Егор является типичнейшим сыном своей родины и народа, лучшим его выявлением. Русский народ в тисках беспощадной действительности, пока не догадался о путях революции или, быть может, не вполне удовлетворяясь ими, искал освобождения в мысли и в быте целых двух с половиной — трех столетий. Сектантство, раскольничество, атеистическое беспоповство и нетовство — это долгое страдное и великое хождение по мукам души народной. И оно выковало крепость и силу духовную правдоискателям в жизни личной и общественной и революционерам-преемникам этих правдоискателей. Выковало стойкость и непреклонность и отречение от другой исконной русской стихии — смирения.
«Мама, молись за тех, кто борется, молись, чтобы — сильна и метка — была рука их».
…«Не плачь о них, они сами идут на смерть, чтоб другим дать свободу жить. Плачь по народе, по его великим безмерным страданиям, по его беспомощности, бессилии восстать и стряхнуть с себя палачей. Нет у народа сил постоять за себя… Еще требуются иные, кто б защитил его!…»
От сгорания живьем в деревянном срубе при отстаивании своей веры и спасения от соблазна, от стояния на стопе и пустынножительства в лесах и пещерах народная энергия пришла через своих носителей и представителей к героической борьбе за други своя.
В нашей переписке с Егором чуть ли не больше всего места взяло обсуждение вопроса о тюремной тактике. Началось оно вскоре после перевода Сазонова поблизости к нам.
После шума, произведенного в России по поводу безобразий режима в Алгачах, Егор и другие товарищи из Алгачей и часть товарищей из Акатуя были переведены в Горно-Зерентуйскую тюрьму, отстоявшую от нашей Мальцевской на расстоянии 5 верст. Обе тюрьмы оживленно и регулярно переписывались в течение трех лет, ухитряясь при всяких режимах налаживать почту через уголовных или пользуясь помощью величайшего друга всех каторжан врача Рогалева.
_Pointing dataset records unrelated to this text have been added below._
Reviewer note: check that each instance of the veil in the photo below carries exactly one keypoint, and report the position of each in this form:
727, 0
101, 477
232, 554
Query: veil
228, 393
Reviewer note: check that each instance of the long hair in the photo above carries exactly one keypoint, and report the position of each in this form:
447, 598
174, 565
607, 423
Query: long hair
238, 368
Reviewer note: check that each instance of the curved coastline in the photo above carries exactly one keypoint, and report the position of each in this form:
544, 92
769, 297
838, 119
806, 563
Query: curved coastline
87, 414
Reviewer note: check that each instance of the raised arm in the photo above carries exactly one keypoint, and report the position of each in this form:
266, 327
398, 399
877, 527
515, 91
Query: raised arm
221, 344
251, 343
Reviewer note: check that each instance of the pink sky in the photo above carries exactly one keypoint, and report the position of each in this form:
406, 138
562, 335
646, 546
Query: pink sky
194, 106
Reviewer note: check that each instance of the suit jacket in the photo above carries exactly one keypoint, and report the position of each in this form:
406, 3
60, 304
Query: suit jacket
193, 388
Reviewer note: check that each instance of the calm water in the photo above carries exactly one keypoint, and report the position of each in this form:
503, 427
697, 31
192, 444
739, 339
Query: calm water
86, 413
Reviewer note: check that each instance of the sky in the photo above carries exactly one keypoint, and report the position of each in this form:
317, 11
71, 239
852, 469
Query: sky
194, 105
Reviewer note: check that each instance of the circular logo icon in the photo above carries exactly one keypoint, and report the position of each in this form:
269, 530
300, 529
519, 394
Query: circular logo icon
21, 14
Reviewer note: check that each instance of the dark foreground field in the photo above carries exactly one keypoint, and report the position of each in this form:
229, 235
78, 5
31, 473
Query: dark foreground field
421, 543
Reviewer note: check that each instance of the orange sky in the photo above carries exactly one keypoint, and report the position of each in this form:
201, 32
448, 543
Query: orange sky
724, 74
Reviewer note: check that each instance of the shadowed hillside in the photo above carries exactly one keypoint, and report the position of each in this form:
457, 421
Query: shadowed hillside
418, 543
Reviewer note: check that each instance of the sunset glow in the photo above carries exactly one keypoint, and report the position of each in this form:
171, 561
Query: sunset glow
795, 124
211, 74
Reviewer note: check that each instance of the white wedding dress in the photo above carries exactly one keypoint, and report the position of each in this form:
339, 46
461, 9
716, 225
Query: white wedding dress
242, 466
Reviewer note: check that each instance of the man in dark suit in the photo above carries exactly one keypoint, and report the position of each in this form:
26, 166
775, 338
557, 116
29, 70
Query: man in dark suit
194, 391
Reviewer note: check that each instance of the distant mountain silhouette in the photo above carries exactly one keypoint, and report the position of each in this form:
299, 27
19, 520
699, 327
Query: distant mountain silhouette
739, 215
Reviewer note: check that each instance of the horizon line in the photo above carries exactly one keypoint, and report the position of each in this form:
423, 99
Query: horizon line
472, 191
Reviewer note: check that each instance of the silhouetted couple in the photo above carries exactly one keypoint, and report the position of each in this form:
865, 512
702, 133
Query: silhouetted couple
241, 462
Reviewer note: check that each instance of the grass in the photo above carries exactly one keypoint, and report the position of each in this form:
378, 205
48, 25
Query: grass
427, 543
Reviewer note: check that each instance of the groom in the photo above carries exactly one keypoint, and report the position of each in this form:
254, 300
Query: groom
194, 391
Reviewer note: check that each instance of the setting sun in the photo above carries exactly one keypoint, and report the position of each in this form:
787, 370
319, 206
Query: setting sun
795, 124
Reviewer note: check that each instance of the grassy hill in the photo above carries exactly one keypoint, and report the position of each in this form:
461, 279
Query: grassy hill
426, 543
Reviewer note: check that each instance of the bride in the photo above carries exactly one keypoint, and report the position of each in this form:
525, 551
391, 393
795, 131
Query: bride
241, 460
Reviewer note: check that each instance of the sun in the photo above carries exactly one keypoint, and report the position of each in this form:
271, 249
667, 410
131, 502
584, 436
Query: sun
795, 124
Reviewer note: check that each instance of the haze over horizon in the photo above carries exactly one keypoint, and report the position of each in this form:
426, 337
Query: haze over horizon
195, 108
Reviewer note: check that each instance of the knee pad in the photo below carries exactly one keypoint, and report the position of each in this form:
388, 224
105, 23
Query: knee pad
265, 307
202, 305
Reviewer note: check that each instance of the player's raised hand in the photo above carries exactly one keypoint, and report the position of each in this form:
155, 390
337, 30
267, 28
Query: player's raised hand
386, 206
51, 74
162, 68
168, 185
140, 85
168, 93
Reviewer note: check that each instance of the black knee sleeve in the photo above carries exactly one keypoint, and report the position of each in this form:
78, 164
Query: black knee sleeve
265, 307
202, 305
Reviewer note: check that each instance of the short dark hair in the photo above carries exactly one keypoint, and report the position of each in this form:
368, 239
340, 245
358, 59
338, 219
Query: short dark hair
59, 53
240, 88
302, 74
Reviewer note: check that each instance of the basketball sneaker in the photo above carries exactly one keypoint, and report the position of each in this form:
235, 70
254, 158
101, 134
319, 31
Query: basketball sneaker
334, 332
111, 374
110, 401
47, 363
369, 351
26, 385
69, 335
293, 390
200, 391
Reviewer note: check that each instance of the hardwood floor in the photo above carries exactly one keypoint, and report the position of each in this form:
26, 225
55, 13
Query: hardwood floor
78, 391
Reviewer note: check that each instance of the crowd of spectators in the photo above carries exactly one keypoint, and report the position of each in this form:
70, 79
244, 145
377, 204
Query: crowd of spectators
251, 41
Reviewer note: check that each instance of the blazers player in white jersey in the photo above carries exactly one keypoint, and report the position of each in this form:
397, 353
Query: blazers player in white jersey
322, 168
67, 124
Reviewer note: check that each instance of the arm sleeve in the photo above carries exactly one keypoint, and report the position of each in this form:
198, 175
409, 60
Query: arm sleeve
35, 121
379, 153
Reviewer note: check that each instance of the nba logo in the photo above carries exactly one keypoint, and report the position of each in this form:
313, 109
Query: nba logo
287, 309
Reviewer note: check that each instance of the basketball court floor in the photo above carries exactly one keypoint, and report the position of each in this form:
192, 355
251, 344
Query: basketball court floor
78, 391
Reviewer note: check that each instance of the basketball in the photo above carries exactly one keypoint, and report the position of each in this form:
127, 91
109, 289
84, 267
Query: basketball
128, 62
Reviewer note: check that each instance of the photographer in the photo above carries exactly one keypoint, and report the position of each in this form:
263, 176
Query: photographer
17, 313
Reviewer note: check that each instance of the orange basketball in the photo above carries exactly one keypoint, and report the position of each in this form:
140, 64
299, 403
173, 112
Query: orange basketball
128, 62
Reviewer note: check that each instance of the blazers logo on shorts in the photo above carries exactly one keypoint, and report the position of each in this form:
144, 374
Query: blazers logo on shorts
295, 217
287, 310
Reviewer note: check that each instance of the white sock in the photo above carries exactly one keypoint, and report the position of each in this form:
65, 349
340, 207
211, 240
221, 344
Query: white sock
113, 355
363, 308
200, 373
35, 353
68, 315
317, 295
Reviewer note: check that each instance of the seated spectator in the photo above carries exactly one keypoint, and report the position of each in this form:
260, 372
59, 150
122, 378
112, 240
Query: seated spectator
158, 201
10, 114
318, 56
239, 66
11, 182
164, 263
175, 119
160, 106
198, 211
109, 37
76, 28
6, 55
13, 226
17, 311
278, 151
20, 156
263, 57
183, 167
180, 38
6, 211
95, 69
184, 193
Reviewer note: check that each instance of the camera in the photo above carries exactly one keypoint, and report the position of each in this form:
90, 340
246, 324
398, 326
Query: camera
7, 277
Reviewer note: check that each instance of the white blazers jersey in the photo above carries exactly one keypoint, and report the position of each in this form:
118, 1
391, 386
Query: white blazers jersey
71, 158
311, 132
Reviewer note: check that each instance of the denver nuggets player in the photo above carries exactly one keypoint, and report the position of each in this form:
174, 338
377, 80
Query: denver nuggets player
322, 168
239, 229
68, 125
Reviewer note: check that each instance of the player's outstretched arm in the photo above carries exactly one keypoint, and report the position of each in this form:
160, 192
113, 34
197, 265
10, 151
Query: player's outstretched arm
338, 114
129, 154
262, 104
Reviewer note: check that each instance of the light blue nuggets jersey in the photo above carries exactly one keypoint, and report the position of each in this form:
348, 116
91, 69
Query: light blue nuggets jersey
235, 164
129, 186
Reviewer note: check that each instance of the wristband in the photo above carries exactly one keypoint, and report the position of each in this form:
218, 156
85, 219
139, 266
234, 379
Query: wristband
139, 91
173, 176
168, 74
Хочется прервать течение записок, чтобы помянуть его. Врач Николаи Васильевич Рогалев состоял на службе при Нерчинской каторге 9 лет, до 1909 года. Это был дорогой и знакомый всем нам из русской литературы и жизни тип врача подвижника-общественника. За 9 лет службы на каторге он не дал применить ни к одному уголовному каторжанину, не говоря уже о политических, телесного наказания в пределах своего врачебного района. Кругом творились зверства и невероятные притеснения. Лишения каторжан при воровских самодурах-начальниках каторги и тюрем были неописуемы. Николай Васильевич в этом медвежьем углу был буквально один без единого отклика и опоры, и все же он так твердо и непреклонно отстаивал свое право защиты угнетенного человека, что с ним начинали считаться самые свирепые тюремщики. Мы уже застали его совершенно замученным человеком, расстроившим нервную систему до крайней степени. Это был при молодых годах больной человек, выглядевший старым, с трясущимися руками и головой и больным сердцем. Долгая одинокая борьба взяла все его силы, высосала его до дна.
Доброта Н. В., его мягкость в обращении, тон равного друга и товарища с заплеванным, униженным до последней меры каторжным человеком в этом месте всяческого оскорбления и угнетения людей поражали при всех встречах с ним.
208
Раздумъями (нем.)
209
В. Ропшин — литературный псевдоним Б. В. Савинкова.